Here’s where I have a slight problem with the film.  The character’s desire to lose their virginities is presented as a worthwhile goal in and of itself.  Who they lose them is entirely irrelevant.  There’s evidence that this is a conscious directorial choice, the sex workers we meet later on are entirely personality-free, so much so that some cases they don't even warrant having all their speech subtitled, about as clear a signal a film can send that these people aren't worth our attention.  So, as far as the characters and audience are concerned they are ‘simply’ walking vaginas for the leads to penetrate, thus proving their adulthood and masculinity and achieving what the film paints as a literal spiritual fulfilment

This disconnect between love and sex bothers me a bit.  It’s right at the centre of the film, and though there are a few notable mitigating elements that ease the morality of the situation, the two wheelchair bound leads achieve spiritual and physical fulfilment through the physical act of sex rather than through any true emotional development.  

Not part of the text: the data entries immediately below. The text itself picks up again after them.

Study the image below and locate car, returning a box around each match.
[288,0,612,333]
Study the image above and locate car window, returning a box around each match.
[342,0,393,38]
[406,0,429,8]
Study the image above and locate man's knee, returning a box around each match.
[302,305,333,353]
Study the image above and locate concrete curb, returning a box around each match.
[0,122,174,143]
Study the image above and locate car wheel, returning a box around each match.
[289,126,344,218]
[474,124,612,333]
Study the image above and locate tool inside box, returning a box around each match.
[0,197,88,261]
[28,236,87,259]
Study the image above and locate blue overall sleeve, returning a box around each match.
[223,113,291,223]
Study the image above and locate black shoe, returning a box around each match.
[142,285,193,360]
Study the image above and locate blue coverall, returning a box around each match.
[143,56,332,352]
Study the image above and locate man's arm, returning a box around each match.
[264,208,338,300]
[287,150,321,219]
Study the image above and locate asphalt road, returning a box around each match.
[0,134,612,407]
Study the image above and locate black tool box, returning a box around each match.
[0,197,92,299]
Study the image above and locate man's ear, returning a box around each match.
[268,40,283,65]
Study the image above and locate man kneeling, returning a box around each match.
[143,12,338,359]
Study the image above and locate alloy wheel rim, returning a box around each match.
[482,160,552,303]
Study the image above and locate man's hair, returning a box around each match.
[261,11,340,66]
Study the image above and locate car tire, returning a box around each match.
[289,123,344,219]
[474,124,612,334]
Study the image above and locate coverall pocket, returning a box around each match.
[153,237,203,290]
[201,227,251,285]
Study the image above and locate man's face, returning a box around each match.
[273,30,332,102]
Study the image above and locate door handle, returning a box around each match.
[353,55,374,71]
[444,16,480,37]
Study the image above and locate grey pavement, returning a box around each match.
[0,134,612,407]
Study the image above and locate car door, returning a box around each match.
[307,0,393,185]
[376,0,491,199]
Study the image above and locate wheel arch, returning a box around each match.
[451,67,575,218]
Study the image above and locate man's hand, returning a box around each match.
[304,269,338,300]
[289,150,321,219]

Fortunately, there is one notable, strong female character at the centre of this film, Claude (Isabelle de Hertogh).  She’s a combination driver/nurse/bodyguard/mother/lover for our leads, an unvarnished woman who takes no shit from her occasionally petulant and childish charges.  Without her presence the film would be toast.  She provides the necessary counterbalance to the adolescent lust that propels the plot.  There is a somewhat unlikely development late in the film that strikes me as a little far-fetched, but Hertogh is a good enough actor to sell it in the moment.


It’s also a credit to the film that it’s not afraid to have its disabled protagonists act selfishly, obnoxiously and even overtly unpleasantly.  There’s a condescending tendency to show characters with disabilities as selfless and saintlike, but Enthoven is clearly confident in the quality of the performances and script, he knows that even if we see a character behaving like a little shit, we'll still be sympathetic.  Philip in particular is a real pain in the arse, and when a passer-by grabs him and angrily yells that just because he’s in a wheelchair he doesn’t have the right to insult people it feels entirely justified.

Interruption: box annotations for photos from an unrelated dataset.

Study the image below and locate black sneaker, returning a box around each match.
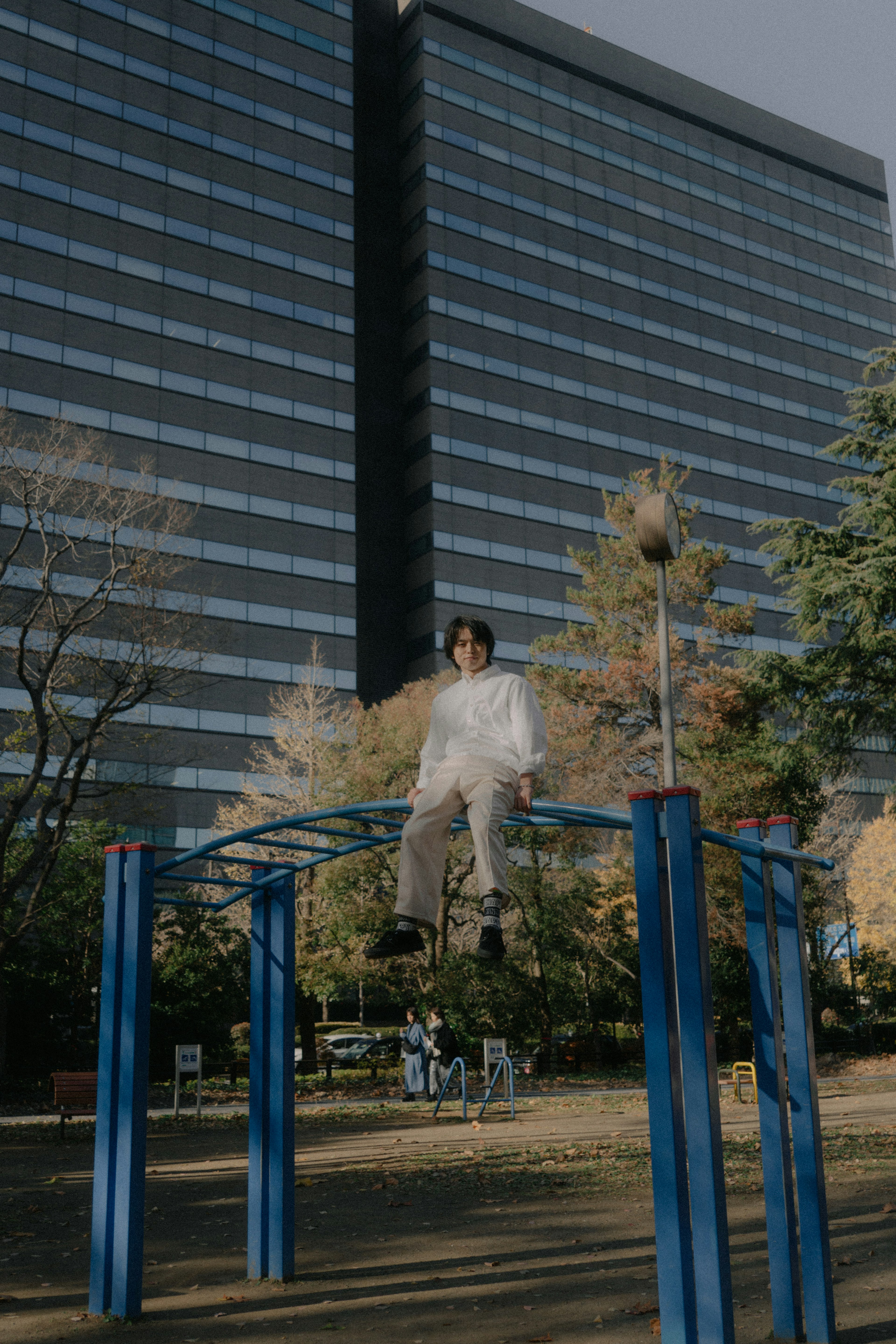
[364,929,426,961]
[476,926,504,961]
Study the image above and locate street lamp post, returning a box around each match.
[634,491,681,788]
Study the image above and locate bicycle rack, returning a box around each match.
[433,1055,470,1119]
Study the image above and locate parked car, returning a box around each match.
[336,1036,402,1068]
[296,1031,376,1063]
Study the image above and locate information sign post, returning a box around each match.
[175,1046,203,1119]
[482,1036,511,1097]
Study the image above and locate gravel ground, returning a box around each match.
[0,1081,896,1344]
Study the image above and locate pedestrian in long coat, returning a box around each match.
[402,1008,426,1101]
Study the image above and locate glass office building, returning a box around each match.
[359,0,896,790]
[0,0,356,844]
[0,0,896,844]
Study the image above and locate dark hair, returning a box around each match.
[442,616,494,667]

It’s critically important that we don’t relate to these characters purely in terms of their disabilities.  For the first act of the film it’s quite easy to think of them purely in terms of their disabilities, but by the mid-way point we've seamlessly begun understanding them in terms of their personalities and ambitions.  That this process is so invisible to the audience is a testament to three outstanding performances by our leads.

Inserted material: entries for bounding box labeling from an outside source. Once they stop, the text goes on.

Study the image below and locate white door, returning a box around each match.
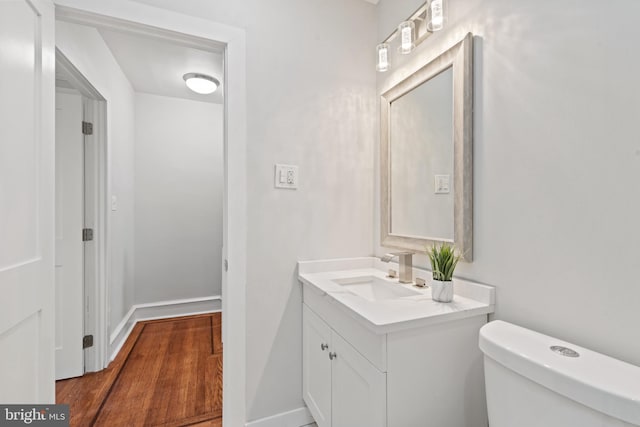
[55,90,84,380]
[331,332,387,427]
[302,304,333,427]
[0,0,55,403]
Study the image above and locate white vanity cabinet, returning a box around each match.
[302,305,387,427]
[298,258,494,427]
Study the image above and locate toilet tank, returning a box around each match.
[480,320,640,427]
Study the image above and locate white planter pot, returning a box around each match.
[431,280,453,302]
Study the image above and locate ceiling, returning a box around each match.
[98,28,224,104]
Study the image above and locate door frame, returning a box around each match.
[55,0,247,427]
[56,48,110,372]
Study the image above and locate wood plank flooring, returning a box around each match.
[56,313,222,427]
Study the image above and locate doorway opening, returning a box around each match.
[56,2,246,425]
[55,50,108,379]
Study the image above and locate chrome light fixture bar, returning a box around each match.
[376,0,447,72]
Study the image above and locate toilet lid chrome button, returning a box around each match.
[549,345,580,357]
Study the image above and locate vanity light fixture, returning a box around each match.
[376,43,390,72]
[398,20,418,55]
[427,0,444,32]
[182,73,220,95]
[376,0,447,72]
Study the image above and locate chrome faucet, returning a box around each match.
[380,252,413,283]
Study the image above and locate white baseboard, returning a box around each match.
[109,296,222,361]
[246,407,314,427]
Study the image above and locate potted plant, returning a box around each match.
[427,243,460,302]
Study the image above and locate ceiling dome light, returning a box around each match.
[182,73,220,95]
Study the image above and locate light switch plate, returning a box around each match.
[274,164,298,190]
[434,175,451,194]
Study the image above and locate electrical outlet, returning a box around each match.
[275,164,298,190]
[434,175,451,194]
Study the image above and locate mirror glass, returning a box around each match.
[389,67,454,242]
[380,34,473,261]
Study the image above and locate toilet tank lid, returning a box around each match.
[480,320,640,426]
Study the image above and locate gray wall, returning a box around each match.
[135,93,224,304]
[376,0,640,365]
[56,21,135,333]
[132,0,377,421]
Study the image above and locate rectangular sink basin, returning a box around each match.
[333,276,420,301]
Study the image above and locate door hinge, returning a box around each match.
[82,335,93,349]
[82,228,93,242]
[82,122,93,135]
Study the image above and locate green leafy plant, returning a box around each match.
[427,243,460,282]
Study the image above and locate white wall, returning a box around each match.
[123,0,377,421]
[56,21,135,333]
[135,93,224,304]
[376,0,640,365]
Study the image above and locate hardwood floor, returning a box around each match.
[56,313,222,427]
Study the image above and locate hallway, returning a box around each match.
[56,313,222,427]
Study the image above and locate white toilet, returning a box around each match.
[480,320,640,427]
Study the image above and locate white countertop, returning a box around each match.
[298,257,494,334]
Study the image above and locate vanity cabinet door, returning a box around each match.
[330,332,387,427]
[302,304,332,427]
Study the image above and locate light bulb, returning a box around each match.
[182,73,220,95]
[398,21,416,54]
[428,0,444,31]
[376,43,389,72]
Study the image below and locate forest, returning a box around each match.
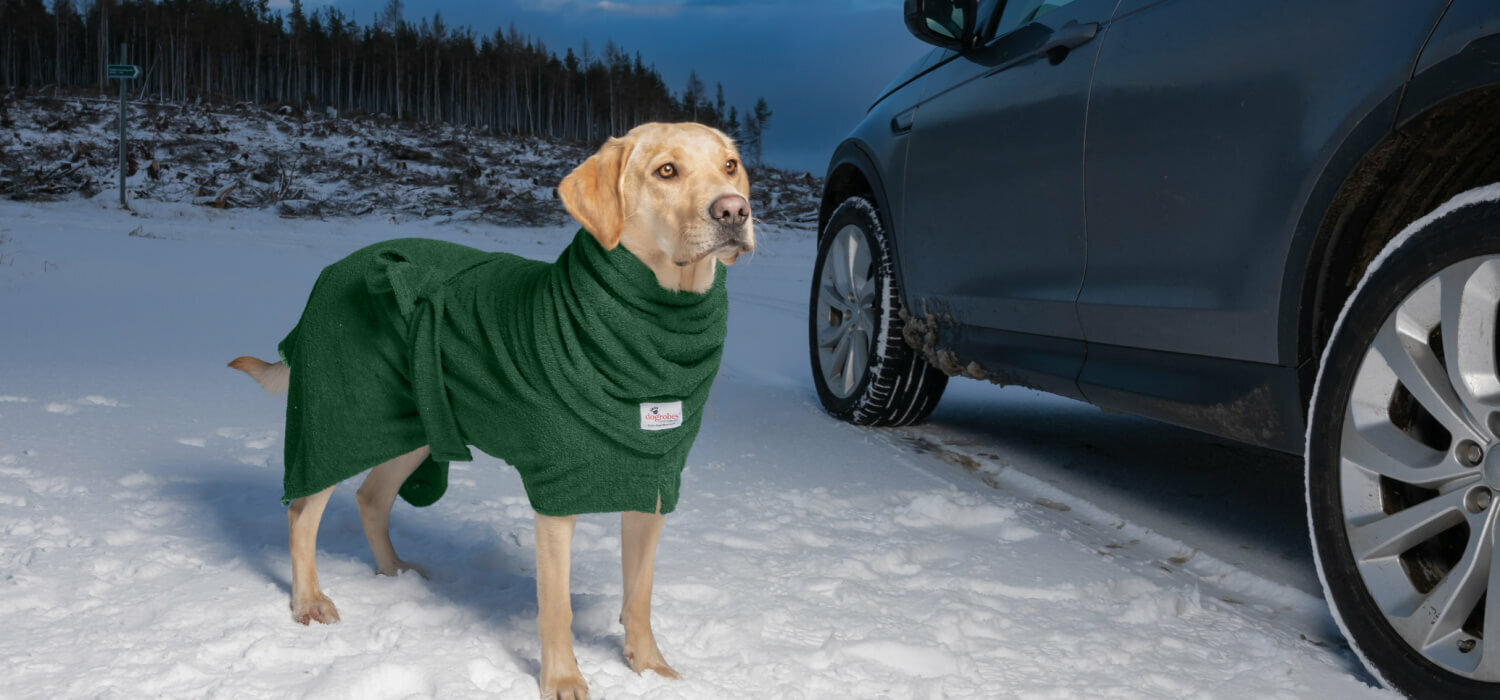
[0,0,771,162]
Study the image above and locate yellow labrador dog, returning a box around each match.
[230,123,755,700]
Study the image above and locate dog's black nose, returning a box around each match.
[708,195,750,226]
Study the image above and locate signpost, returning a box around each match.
[105,43,141,207]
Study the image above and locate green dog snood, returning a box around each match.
[279,231,729,516]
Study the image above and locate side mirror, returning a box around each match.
[905,0,978,51]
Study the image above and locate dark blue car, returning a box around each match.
[809,0,1500,699]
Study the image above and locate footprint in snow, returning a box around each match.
[215,427,281,450]
[44,394,129,415]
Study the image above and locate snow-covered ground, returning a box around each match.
[0,199,1389,700]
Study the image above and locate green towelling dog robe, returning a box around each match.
[279,231,729,516]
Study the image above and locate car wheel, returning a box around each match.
[1307,187,1500,699]
[807,196,948,426]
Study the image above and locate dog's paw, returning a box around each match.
[291,592,339,625]
[375,559,432,580]
[542,673,588,700]
[626,642,683,681]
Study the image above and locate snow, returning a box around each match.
[0,192,1392,699]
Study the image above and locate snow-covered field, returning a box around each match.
[0,199,1388,700]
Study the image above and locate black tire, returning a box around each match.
[807,196,948,426]
[1307,190,1500,700]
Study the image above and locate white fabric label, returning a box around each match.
[641,402,683,430]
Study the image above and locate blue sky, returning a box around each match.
[288,0,930,175]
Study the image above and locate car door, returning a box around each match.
[1079,0,1446,367]
[893,0,1118,396]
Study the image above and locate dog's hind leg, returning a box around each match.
[287,486,339,625]
[354,445,429,579]
[537,513,588,700]
[620,505,680,679]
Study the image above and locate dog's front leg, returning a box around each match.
[537,513,588,700]
[620,511,680,679]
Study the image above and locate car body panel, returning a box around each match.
[1077,0,1446,366]
[896,0,1118,395]
[824,0,1500,453]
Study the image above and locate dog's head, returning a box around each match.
[558,123,755,278]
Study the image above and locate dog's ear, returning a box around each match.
[558,138,633,250]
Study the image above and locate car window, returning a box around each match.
[980,0,1073,36]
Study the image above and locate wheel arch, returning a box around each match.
[1283,51,1500,409]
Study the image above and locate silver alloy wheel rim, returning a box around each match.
[1338,256,1500,682]
[815,223,876,399]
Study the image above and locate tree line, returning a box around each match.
[0,0,771,162]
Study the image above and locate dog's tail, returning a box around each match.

It’s a bit unfortunate that this should come out in the wake of The Sessions, which has somewhat stolen this film's thunder.  Good though Come as You Are is, everything from the emotional development right through to the occasionally painfully realistic depiction of disabled life is more effective in The Sessions.  But that aside, this film has a great script,  is intelligently directed and has four perfectly pitched bits of character acting. Come as You Are lets us engage with a situation that might be awkward and uncomfortable, but is nonetheless a reality for countless people around the world.  Well worth a watch.

***/*****

'Come as You Are is in theatres from June 7.